2. Es besteht jedenfalls der Haftgrund der Schwerkriminalität gemäß § 112 Abs. 3 StPO. Der Angeschuldigte ist einer Straftat nach § 129a Abs. 1, § 129b Abs. 1 StGB dringend verdächtig. Es sind ferner Umstände gegeben, welche die Gefahr begründen, dass die Ahndung der Tat ohne die weitere Inhaftierung des Angeschuldigten vereitelt werden könnte, so dass die Fortdauer der Untersuchungshaft auch bei der gebotenen restriktiven Auslegung der Vorschrift auf den Haftgrund der Schwerkriminalität gestützt werden kann (BGH, Beschlüsse vom 22. September 2016 - AK 47/16, juris Rn. 26; vom 24. Januar 2019 - AK 57/18, juris Rn. 33 ff.).
Der Angeschuldigte hat im Fall seiner Verurteilung mit der Verhängung einer empfindlichen Jugendstrafe zu rechnen. Dem davon ausgehenden Fluchtanreiz stehen keine hinreichenden fluchthemmenden Umstände entgegen. Er hat weder tragfähige soziale Bindungen von fluchthinderndem Gewicht in Deutschland, noch geht er einer Erwerbstätigkeit nach. Mit Ausnahme eines Bruders, der sich derzeit in Haft befindet, lebt die gesamte Familie des Angeschuldigten in Syrien.

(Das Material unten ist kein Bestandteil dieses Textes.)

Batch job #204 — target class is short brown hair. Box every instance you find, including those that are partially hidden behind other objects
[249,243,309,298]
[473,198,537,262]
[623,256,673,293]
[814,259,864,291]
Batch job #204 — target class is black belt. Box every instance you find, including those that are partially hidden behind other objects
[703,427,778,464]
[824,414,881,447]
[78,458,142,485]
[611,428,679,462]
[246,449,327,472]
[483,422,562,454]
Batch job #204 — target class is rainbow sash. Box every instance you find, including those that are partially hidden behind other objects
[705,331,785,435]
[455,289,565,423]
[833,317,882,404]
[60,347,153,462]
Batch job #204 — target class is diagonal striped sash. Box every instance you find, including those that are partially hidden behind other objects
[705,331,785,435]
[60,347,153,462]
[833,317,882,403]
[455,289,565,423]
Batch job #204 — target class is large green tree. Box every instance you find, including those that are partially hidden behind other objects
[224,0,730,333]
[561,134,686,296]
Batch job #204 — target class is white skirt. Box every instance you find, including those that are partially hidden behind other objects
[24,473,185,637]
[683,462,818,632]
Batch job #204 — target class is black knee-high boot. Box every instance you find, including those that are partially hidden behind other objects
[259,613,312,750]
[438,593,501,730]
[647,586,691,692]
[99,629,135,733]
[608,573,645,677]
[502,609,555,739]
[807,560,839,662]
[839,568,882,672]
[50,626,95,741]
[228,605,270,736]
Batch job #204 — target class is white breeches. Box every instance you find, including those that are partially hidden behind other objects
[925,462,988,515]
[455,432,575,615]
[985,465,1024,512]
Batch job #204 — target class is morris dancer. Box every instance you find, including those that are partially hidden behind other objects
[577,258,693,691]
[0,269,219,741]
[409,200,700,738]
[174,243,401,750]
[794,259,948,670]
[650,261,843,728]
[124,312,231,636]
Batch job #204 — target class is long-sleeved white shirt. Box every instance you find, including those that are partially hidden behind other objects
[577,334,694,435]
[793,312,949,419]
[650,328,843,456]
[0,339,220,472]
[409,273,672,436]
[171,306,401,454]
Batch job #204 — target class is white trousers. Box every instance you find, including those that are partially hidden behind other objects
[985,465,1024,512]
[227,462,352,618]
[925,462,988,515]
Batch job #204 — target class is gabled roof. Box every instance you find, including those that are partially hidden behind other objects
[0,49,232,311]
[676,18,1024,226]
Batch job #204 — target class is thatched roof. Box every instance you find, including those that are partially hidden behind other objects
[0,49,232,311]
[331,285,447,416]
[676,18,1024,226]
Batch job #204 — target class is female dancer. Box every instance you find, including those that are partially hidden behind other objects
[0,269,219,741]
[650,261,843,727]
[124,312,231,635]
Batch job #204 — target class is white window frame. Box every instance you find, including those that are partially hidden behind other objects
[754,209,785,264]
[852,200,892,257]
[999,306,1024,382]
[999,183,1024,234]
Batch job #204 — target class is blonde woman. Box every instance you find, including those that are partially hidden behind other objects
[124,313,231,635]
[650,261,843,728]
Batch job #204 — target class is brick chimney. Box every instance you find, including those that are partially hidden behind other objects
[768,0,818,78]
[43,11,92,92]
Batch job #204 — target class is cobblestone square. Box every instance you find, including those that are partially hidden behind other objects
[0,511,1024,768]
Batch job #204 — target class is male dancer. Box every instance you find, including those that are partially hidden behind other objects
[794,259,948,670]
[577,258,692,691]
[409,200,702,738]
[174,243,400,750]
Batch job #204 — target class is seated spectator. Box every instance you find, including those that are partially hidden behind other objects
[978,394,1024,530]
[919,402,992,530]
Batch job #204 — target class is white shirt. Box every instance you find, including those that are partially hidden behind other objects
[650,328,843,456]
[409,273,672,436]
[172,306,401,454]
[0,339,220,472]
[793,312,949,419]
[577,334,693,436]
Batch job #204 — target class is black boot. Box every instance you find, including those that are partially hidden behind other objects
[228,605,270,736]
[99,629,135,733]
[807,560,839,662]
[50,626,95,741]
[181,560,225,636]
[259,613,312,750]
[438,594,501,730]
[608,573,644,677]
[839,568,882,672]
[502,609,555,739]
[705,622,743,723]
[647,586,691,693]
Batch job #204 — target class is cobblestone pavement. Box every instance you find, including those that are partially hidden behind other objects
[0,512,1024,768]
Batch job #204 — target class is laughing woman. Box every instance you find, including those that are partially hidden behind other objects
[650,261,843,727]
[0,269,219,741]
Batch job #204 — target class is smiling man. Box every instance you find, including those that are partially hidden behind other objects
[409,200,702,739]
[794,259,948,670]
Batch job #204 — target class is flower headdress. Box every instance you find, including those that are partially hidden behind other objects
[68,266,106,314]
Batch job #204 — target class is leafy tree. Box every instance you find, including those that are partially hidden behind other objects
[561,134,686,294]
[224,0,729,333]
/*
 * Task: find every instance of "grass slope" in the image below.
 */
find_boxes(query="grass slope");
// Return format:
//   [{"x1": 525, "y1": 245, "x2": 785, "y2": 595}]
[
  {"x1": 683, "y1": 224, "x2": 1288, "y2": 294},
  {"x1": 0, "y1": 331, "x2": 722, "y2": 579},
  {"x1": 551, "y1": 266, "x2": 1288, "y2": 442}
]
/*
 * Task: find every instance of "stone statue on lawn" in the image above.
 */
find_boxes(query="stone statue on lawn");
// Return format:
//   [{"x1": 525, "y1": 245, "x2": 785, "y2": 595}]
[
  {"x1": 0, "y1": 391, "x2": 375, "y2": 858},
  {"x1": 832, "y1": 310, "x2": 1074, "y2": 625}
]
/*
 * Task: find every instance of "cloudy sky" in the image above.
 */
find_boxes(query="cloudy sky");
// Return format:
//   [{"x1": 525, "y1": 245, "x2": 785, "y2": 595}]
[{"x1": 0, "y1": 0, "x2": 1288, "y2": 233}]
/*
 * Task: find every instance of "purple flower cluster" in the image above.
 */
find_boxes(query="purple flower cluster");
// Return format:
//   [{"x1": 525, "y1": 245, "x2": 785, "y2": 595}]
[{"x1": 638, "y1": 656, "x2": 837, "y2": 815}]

Ob daneben auch der Haftgrund der Fluchtgefahr (§ 112 Abs. 2 Nr. 2 StPO) besteht, kann für das Haftprüfungsverfahren offen bleiben.

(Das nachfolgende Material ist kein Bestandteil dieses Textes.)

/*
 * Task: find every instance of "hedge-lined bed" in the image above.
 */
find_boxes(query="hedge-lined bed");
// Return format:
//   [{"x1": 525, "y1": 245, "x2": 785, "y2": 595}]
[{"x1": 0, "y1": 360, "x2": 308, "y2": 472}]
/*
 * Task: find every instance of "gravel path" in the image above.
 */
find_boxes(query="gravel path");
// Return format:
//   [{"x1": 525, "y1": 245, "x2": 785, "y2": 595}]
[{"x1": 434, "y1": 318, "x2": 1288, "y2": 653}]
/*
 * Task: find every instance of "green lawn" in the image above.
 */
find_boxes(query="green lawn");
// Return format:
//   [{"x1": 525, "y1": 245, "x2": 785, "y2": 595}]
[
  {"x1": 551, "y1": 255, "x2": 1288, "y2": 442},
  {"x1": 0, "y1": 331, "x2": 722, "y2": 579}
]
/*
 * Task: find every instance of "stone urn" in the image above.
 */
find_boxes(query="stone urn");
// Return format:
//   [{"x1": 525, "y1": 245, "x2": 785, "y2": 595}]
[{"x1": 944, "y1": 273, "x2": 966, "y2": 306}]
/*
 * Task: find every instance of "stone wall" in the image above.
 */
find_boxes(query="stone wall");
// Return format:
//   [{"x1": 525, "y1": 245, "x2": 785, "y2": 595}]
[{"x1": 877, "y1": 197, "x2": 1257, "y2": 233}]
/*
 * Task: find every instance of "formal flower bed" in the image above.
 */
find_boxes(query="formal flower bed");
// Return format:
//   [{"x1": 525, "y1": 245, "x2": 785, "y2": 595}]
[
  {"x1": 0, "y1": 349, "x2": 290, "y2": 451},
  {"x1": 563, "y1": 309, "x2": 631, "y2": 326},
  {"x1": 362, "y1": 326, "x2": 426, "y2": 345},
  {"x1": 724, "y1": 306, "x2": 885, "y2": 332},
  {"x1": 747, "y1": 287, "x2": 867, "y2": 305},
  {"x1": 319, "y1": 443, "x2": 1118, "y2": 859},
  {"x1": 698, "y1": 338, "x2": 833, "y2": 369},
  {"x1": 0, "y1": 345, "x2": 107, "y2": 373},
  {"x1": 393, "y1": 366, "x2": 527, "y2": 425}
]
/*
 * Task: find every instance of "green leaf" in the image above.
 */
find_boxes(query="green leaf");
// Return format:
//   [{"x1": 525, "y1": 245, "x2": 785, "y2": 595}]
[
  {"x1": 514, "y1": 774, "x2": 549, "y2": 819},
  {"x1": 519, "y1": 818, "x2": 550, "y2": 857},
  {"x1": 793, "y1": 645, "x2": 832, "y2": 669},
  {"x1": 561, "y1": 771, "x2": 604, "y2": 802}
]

Der Zweck der Untersuchungshaft kann nicht durch weniger einschneidende Maßnahmen als deren Vollzug erreicht werden (§ 116 StPO).
3. Die besonderen Voraussetzungen für die Fortdauer der Untersuchungshaft über sechs Monate hinaus (§ 121 Abs. 1 StPO) liegen vor.

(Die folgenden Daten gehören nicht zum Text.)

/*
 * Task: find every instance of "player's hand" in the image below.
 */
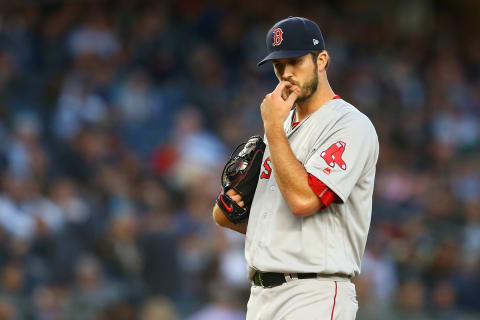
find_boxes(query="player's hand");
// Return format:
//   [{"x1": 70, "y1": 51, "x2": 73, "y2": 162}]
[
  {"x1": 260, "y1": 81, "x2": 300, "y2": 130},
  {"x1": 227, "y1": 189, "x2": 245, "y2": 208}
]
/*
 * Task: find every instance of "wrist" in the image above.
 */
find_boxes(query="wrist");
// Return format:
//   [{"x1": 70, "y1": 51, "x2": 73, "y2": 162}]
[{"x1": 263, "y1": 123, "x2": 284, "y2": 135}]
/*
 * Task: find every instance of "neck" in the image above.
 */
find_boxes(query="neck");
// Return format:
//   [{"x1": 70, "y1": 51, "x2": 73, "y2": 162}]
[{"x1": 296, "y1": 76, "x2": 335, "y2": 121}]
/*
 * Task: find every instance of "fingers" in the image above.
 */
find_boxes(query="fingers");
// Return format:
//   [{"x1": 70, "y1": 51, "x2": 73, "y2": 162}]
[
  {"x1": 285, "y1": 91, "x2": 298, "y2": 106},
  {"x1": 227, "y1": 189, "x2": 245, "y2": 207},
  {"x1": 272, "y1": 81, "x2": 290, "y2": 96}
]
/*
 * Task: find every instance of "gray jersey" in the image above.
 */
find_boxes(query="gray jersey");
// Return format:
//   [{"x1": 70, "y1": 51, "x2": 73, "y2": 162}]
[{"x1": 245, "y1": 99, "x2": 379, "y2": 276}]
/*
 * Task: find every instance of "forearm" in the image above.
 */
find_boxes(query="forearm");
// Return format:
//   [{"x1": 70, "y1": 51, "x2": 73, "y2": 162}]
[
  {"x1": 265, "y1": 127, "x2": 322, "y2": 216},
  {"x1": 212, "y1": 204, "x2": 247, "y2": 234}
]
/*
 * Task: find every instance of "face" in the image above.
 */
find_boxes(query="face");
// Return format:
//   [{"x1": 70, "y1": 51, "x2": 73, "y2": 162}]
[{"x1": 272, "y1": 54, "x2": 318, "y2": 102}]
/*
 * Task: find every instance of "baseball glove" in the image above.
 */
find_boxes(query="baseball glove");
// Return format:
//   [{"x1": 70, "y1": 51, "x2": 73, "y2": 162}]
[{"x1": 217, "y1": 136, "x2": 265, "y2": 224}]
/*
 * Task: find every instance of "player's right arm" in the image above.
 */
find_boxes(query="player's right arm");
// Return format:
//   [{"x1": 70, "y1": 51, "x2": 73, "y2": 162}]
[{"x1": 212, "y1": 189, "x2": 247, "y2": 234}]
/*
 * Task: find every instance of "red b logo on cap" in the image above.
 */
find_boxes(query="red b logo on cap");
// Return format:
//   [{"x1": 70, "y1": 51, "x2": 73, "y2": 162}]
[{"x1": 272, "y1": 28, "x2": 283, "y2": 47}]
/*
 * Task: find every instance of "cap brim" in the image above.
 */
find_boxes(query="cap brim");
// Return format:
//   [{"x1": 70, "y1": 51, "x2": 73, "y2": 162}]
[{"x1": 257, "y1": 50, "x2": 311, "y2": 66}]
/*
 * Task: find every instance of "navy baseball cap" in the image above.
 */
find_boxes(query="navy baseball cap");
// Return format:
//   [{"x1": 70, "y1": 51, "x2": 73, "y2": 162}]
[{"x1": 258, "y1": 17, "x2": 325, "y2": 66}]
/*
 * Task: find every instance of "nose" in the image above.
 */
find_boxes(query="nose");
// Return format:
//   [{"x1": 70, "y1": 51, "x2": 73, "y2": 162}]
[{"x1": 281, "y1": 64, "x2": 293, "y2": 81}]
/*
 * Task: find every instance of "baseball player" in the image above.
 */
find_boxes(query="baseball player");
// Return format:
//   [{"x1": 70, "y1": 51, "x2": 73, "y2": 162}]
[{"x1": 213, "y1": 17, "x2": 379, "y2": 320}]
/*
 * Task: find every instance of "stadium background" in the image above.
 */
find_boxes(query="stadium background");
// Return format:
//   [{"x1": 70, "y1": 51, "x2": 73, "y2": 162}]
[{"x1": 0, "y1": 0, "x2": 480, "y2": 320}]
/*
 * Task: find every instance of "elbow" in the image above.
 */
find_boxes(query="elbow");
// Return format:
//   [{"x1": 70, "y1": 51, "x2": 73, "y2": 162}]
[{"x1": 290, "y1": 198, "x2": 321, "y2": 217}]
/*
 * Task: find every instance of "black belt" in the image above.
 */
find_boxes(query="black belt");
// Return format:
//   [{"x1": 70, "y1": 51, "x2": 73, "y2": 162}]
[{"x1": 252, "y1": 271, "x2": 351, "y2": 288}]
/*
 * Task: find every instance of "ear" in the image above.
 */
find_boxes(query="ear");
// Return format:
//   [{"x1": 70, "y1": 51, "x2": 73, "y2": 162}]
[{"x1": 317, "y1": 50, "x2": 330, "y2": 71}]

Der Umfang und die Schwierigkeiten der Ermittlungen haben ein Urteil innerhalb von sechs Monaten seit der Inhaftierung des Angeschuldigten noch nicht zugelassen. Das Ermittlungsverfahren ist unmittelbar nach dessen Einleitung am 11. Oktober 2018 durch den Generalbundesanwalt an die Generalstaatsanwaltschaft München abgegeben worden. Dort ist sogleich der Erlass des schließlich am 5. November 2018 ergangenen Haftbefehls beantragt worden. Dieser ist am 23. November 2018 vollzogen worden. Zeitgleich damit sind drei Mobiltelefone sichergestellt worden. Diese enthalten einen erheblichen Umfang an Text- und Audiodateien in arabischer Sprache, die gesichtet und übersetzt haben werden müssen. Auf eine beschleunigte Auswertung der Asservate ist stets mit Nachdruck hingewirkt worden. Die Generalstaatsanwaltschaft hat am 30. April 2019 Anklage zum Oberlandesgericht München erhoben. Unmittelbar nach Eingang der Anklageschrift hat der Vorsitzende des 7. Strafsenats die Zustellung derselben verfügt und dem Angeschuldigten gemäß § 201 Abs. 1 Satz 1 StPO eine angemessene Frist zur Stellungnahme innerhalb von sechs Wochen eingeräumt.
In Anbetracht dessen ist das Verfahren bislang mit der in Haftsachen gebotenen Beschleunigung geführt worden.
4. Schließlich steht der weitere Vollzug der Untersuchungshaft auch nicht außer Verhältnis zu der Bedeutung der Sache und der im Fall einer Verurteilung zu erwartenden Strafe (§ 120 Abs. 1 Satz 1 StPO). Dies gilt auch mit Blick auf die gesundheitlichen Beschwerden des Angeschuldigten und des Umstandes, dass dieser zur Tatzeit nicht ausschließbar Jugendlicher war und die gegenständlichen Tatvorwürfe ausschließlich auf seinen Angaben beruhen.